In Green Street East, the ward with the most Muslim residents, Johnson got an even lower vote share than in Coldharbour, 10.5%: his 2nd lowest vote share of any of London ward. Johnson’s worst vote share was 10.4% in East Ham North, which has the 7th most Muslim voters among the capital’s 627 wards. In the three wards with the most Muslim voters, Johnson actually did worse than Zac Goldsmith. It’s worth keeping in mind how Goldsmith targeted Sadiq Khan personally for his ‘associations’ with ‘extremist’ Muslims, but also that Khan still got fewer votes than Livingstone in the wards with most Muslim voters. Muslim voters weren’t voting on the basis of mere ‘identity politics’, therefore, and were even less likely to think that Boris Johnson could understand or represent their interests than could Zac Goldsmith.

Indian voters in London

Some will perhaps ask: Johnson may have been unpopular with BME voters overall, and black and Muslim voters particularly, but what about Indian voters? Didn’t he do well among them? Here again the evidence seems to go against Johnson, in a context where nationally the Conservative Party does relatively better with Indian voters compared to other ethnic minority voters (though Labour still does better), and where they are able to win seats such as Harrow East.

In fact, Boris Johnson generally lost the wards with the most Indian voters, with Livingstone getting more votes in 11 of the 13 wards with the most Indian voters. Johnson did win the ward with the most Indian voters, Kenton West, by 49%-39%, though this was still lower than Goldsmiths 52%-33% win in 2016. The other ward he won was Kenton, where he won more convincingly at 57%-33%. However looking at the wards with the 2nd and 3rd most Indian voters indicates Johnson’s relative weakness even among Indian voters: he lost Southall Green 81.4%-12.1% and Southall Broadway 82.4%-11.5%. These are wards with large Sikh populations, and indicate the need to distinguish between Hindu, Sikh and Muslim Indian voters. However, Johnson also lost and underperformed in wards with a large number of Hindu voters, such as Wembley Central (losing by 40 points), Alperton (-36 in the ward with the most Hindus), Heston Central and Hounslow Central (by over 20 points)

What the evidence tells us?

The evidence from the London mayoral election is clear. Boris Johnson did extremely poorly with ethnic minority voters and worse, relatively, than Zac Goldsmith. This provides a possible hint about why Goldsmith ran such a ‘dog whistle’ campaign in 2016: that there were few ethnic minority, and particularly Muslim voters to lose, which, if true, is a worrying sign that the party might have given up on winning their votes in London, and possibly nationally.

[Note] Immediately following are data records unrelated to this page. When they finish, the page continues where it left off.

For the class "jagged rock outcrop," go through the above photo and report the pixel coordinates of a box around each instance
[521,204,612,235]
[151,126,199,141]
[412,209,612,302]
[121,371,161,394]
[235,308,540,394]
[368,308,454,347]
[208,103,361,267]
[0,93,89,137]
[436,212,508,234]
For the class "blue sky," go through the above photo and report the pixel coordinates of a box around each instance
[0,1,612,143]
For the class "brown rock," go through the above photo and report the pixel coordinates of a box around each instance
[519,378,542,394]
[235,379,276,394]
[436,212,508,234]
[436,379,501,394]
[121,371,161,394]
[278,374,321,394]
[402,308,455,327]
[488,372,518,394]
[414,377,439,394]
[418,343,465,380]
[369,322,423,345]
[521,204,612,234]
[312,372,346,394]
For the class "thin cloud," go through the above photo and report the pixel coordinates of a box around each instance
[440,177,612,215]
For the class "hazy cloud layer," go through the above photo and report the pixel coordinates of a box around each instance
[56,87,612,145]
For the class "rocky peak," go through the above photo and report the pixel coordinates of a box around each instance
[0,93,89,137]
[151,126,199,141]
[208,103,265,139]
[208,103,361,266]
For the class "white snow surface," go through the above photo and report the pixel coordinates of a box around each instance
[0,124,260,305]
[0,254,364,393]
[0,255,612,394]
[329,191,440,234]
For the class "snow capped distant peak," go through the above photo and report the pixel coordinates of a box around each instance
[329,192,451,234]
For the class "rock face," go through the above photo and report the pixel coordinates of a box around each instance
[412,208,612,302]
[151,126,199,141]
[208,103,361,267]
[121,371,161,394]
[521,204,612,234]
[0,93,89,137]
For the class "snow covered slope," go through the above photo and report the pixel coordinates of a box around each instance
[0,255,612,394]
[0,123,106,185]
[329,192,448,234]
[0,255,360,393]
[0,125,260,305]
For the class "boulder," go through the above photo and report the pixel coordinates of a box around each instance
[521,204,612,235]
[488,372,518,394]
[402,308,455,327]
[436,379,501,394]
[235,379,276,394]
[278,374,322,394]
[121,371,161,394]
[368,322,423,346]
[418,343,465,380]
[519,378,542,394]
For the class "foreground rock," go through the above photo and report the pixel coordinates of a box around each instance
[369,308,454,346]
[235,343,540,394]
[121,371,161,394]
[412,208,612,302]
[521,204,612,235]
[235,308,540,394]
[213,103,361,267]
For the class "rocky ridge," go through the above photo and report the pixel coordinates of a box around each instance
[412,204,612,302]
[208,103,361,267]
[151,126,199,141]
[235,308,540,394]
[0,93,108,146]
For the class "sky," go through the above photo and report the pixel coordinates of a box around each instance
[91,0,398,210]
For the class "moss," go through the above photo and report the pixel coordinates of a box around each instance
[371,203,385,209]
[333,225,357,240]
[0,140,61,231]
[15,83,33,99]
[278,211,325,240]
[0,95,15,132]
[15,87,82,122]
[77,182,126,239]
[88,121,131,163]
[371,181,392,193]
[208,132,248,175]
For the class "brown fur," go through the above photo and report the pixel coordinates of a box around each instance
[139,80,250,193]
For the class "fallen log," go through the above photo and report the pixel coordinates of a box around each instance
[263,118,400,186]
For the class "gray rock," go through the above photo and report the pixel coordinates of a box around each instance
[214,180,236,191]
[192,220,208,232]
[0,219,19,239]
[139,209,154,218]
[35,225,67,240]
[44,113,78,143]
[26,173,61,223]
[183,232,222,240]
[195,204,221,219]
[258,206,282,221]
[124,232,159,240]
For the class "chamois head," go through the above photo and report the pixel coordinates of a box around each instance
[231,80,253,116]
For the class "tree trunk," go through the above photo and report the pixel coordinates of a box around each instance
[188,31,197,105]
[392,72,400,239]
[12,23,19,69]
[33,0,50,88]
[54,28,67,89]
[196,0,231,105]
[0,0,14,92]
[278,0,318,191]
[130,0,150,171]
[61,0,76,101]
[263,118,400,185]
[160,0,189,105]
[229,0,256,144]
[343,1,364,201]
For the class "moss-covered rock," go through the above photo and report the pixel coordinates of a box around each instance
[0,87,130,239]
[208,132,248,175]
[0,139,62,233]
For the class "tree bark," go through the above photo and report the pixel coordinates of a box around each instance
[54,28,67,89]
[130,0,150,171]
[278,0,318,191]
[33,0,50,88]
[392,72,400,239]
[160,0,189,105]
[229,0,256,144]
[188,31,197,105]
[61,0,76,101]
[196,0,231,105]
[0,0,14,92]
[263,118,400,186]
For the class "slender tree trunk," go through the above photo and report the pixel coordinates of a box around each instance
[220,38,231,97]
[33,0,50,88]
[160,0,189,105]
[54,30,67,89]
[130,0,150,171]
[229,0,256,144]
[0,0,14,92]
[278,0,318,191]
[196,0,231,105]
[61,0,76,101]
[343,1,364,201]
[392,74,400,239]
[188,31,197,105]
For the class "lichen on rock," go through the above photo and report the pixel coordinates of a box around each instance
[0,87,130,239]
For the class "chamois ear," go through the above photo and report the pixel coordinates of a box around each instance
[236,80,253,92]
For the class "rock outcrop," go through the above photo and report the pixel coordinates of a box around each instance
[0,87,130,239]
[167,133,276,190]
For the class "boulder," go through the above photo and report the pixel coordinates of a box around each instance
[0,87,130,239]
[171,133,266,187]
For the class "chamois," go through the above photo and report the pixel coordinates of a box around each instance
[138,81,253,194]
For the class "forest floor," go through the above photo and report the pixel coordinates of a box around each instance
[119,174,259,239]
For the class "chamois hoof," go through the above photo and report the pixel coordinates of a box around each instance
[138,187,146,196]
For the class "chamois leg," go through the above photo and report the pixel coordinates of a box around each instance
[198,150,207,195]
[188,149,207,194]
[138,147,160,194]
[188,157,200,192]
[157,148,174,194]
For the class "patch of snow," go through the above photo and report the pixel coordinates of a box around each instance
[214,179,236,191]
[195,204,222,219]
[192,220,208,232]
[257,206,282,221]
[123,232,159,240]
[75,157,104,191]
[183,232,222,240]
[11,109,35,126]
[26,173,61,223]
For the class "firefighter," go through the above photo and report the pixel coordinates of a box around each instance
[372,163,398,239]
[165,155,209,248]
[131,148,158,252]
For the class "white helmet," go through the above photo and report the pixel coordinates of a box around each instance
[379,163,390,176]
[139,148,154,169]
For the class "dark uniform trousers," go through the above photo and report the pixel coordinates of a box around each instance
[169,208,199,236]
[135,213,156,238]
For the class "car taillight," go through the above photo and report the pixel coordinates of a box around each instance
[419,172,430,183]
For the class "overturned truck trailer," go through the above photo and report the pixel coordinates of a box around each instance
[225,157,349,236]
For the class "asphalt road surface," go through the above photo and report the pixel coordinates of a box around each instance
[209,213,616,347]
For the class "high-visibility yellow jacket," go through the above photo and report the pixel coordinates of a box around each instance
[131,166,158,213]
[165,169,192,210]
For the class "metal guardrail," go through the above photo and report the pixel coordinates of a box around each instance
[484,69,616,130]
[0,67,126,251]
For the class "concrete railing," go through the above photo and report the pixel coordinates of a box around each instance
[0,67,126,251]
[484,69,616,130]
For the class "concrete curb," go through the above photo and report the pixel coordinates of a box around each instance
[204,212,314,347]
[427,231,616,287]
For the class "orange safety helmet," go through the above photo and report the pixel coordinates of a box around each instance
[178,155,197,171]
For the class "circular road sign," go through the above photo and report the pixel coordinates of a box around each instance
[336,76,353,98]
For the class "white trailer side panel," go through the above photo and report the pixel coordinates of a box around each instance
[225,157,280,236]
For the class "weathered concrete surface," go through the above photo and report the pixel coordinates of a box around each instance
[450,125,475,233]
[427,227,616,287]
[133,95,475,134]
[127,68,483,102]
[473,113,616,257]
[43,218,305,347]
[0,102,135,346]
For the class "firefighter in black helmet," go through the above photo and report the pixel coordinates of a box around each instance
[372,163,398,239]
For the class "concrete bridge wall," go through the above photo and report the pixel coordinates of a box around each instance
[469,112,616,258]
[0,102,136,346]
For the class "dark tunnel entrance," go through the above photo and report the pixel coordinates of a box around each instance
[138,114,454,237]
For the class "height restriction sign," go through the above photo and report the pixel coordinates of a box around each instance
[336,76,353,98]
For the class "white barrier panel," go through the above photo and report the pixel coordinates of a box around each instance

A final piece of evidence on ethnic minority voting in London is worth considering, namely Johnson’s current constituency of Uxbridge and South Ruislip. This has historically been a safe Conservative seat, but as with other London constituencies changed demographics have altered the political leanings in the seat. While Johnson still won his seat in 2017, his majority was reduced to 5,000 votes, and the Labour candidate’s vote share went up 13.6%. Over the period of 2001 to 2011, the BME population grew from 14.6% to 30.1%. Historically the Conservative party has struggled to retain seats once they hit 30% BME population, even where those seats were previously viewed as ‘safe’. If Johnson cannot overturn his previous weakness among BME Londoners, and if he’s unable to outperform the average Conservative candidate, the chances are he will lose his seat, in the following if not the next election.

Instead of debating whether particular comments about watermelon smiles, piccaninnies, letterboxes, or ‘part Kenyan ancestral dislike’ were in fact racist, we can establish that Johnson did much worse in the wards with the most BME voters.

People can support or vote for Boris Johnson for whatever reason they wish. They can argue he can best deliver Brexit, a national election win against Jeremy Corbyn, or that they believe he’s a ‘One Nation’ Conservative. But their beliefs aren’t decisive, and ‘One Nation’ implies doing better, not worse, than other Conservative candidates among BME voters. Even in 2019 the facts matter, and the facts are that black and minority ethnic Londoners have strongly rejected Boris Johnson for over a decade.